New York is committed to the transformation of its health care delivery system. Its Delivery System Reform Incentive Payment (DSRIP) program envisions a significant shift to community-based care, a more integrated delivery system, and a shift to value-based payment. A new document, released in draft form for public comment, lays out an ambitious objective: “New York seeks to make health care a team sport. The State seeks to forever banish the traditional silos that made care navigation for patients difficult and in some cases impossible.” (p. 13)
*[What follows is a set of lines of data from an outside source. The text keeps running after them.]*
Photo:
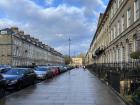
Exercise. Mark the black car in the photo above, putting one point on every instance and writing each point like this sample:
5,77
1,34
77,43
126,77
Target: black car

The draft document provides a structural roadmap of roles and responsibilities of various entities in a value-based payment environment. The document identifies a “middle layer” of actors that operate between the state as payer and the actual providers of care. This layer includes managed care plans, managed long-term care (MLTC) plans, health homes, performing provider systems (PPSs) currently participating in the DSRIP program, ACOs and IPAs, as well as patient-centered medical homes. These actors are seen as critical to ensuring cost-effective, high-quality care. The Structural Roadmap intends to define the various roles that middle level entities play in a value-based delivery system, where integrated networks replace disconnected service silos.
Missing from the Structural Roadmap is any discussion of social determinants of health and the role of community-based organizations in addressing those needs. The importance of addressing social determinants has been a central theme of New York’s health reform efforts, and the absence of a discussion about community-based organizations and their contribution to supporting population health efforts is a surprising omission.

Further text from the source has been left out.